3 Types of Online Fraud
For merchants, there are three main types of fraud to watch out for if a business plans to sell goods and services online.
1. Transaction Fraud
A stolen credit card number can sell for as much as $150 if it comes with the cardholder’s CVV, address, and security information like their mother’s maiden name. Once a fraudster has purchased it, they need to turn that information into money, and one of the safest ways to do this is to buy products online and sell them.

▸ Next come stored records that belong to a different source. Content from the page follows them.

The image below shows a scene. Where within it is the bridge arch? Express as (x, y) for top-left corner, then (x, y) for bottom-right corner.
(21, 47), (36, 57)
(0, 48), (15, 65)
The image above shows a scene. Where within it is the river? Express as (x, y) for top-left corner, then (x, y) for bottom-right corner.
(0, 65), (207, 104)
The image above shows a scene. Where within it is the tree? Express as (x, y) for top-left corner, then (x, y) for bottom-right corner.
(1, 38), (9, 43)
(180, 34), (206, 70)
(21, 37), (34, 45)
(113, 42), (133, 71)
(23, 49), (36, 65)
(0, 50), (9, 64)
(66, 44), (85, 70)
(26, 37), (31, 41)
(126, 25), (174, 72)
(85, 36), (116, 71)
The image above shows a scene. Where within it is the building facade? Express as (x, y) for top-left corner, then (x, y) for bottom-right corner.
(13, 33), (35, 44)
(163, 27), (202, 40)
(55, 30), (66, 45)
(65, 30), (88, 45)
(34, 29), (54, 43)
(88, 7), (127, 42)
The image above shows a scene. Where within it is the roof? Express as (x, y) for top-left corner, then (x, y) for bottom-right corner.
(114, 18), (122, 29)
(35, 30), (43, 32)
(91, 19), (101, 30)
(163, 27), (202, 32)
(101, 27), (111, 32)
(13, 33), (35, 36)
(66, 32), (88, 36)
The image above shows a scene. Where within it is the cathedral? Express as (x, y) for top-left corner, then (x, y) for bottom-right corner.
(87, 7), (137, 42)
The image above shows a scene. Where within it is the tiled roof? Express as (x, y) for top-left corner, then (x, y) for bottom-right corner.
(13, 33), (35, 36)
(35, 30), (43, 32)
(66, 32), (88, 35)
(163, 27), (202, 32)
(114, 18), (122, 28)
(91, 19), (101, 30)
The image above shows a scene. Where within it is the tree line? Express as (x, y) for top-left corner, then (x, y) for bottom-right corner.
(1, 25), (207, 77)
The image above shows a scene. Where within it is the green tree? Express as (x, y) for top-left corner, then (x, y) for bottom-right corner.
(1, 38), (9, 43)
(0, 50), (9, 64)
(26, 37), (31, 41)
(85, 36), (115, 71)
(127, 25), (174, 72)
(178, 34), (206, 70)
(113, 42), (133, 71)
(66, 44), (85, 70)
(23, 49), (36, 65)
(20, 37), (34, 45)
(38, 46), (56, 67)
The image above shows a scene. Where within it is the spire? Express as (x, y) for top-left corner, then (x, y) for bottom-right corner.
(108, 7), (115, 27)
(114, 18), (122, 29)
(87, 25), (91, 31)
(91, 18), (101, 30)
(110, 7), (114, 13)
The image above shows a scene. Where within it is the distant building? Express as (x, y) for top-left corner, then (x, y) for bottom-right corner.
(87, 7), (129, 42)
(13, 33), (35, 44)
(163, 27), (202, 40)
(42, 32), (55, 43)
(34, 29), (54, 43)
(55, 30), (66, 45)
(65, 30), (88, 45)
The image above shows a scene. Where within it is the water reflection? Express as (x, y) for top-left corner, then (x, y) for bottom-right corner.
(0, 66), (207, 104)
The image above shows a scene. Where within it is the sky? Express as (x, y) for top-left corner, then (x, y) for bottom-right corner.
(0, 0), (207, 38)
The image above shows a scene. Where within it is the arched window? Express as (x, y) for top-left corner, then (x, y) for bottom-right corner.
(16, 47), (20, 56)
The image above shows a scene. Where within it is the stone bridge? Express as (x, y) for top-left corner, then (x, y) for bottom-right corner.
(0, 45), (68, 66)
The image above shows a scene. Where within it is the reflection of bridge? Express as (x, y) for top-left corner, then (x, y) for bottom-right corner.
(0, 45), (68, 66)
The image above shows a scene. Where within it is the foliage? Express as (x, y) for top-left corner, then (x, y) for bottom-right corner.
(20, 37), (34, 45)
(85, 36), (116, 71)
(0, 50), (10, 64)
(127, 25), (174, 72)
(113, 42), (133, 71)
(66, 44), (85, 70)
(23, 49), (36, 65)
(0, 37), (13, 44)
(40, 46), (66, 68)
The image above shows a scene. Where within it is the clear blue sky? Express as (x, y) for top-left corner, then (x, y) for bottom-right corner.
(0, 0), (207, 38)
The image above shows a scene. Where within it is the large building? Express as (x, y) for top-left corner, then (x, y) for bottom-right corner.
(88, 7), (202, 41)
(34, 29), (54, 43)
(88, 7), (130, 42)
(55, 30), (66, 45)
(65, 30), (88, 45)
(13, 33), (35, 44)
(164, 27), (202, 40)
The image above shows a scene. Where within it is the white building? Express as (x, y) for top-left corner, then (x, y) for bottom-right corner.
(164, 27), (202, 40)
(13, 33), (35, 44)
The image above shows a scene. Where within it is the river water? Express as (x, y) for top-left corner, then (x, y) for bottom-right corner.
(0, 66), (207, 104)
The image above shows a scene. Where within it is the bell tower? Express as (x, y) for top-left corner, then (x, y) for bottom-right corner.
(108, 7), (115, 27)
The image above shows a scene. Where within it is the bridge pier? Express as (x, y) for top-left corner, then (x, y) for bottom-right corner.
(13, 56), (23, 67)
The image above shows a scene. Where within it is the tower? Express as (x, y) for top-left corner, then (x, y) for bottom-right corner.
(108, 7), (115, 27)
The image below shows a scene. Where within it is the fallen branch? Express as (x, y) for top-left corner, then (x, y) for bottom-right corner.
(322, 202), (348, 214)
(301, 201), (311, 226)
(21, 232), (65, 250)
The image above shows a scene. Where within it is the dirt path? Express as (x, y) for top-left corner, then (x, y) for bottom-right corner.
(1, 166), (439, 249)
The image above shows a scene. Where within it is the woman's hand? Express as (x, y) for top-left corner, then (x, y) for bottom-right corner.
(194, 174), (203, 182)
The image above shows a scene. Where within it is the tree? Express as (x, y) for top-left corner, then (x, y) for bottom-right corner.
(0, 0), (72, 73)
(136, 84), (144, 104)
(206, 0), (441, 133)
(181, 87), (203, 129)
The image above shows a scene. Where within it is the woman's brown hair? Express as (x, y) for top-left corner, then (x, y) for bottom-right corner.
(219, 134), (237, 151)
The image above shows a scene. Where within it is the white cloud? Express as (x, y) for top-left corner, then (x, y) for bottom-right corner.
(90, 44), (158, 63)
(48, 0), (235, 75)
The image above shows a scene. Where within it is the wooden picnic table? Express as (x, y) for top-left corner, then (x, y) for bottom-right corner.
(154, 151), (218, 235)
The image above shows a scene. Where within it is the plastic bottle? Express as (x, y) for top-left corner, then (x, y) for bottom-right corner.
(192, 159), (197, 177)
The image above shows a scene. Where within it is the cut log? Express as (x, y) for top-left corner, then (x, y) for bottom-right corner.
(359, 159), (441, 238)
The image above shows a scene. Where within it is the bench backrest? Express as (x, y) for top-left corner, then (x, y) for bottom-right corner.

The cardholder will get their money back quickly once they initiate a chargeback, but the merchant will be stung three times over: they will have to refund the payment in full, accept the loss of their item, and pay an admin fee to the card network. Too many chargebacks and a card provider might put a merchant in a ‘high fraud target’ category, increasing the fee on each transaction. Chargebacks can be disputed but minimizing them is key to keeping a business safe.
2. Chargeback Fraud
Chargeback fraud is any knowing or unknowing attempt to get money back for items that were delivered. It won’t be carried out by professional criminals as it requires access to a real bank account to result in a profit, but it is becoming increasingly common.
So-called ‘friendly fraud’ falls into this category. This is where a customer mistakenly initiates a chargeback because they believe a charge on their card was fraudulent. Chargebacks can also be intentional: a customer can initiate a chargeback out of buyer’s remorse on a large purchase or just because they don’t want to go through the returns process. However, the result is the same: money must be refunded, and merchants must pay chargeback fees.
3. Triangulation Fraud
This new type of fraud is proving difficult to prevent or detect. A fraudster will put up an eBay listing for an in-demand item, usually at a significant discount, and when it is purchased, the fraudster will use a stolen credit card to purchase the item at full price from elsewhere, shipping it to the eBay buyer. The owner of the credit card will initiate a chargeback, harming the eCommerce business that the fraudster purchased the item from, but will have gotten away with the money from the eBay sale.
Ways to Minimize eCommerce Fraud
The key to stopping eCommerce fraud is to prevent fraud before it can occur. Just as fraud is always evolving, so is fraud prevention, particularly when AI and machine learning is leveraged to spot patterns and identify red flags. Before merchants accept that fraud is part of conducting business, do some research into what is available in terms of anti-fraud measures.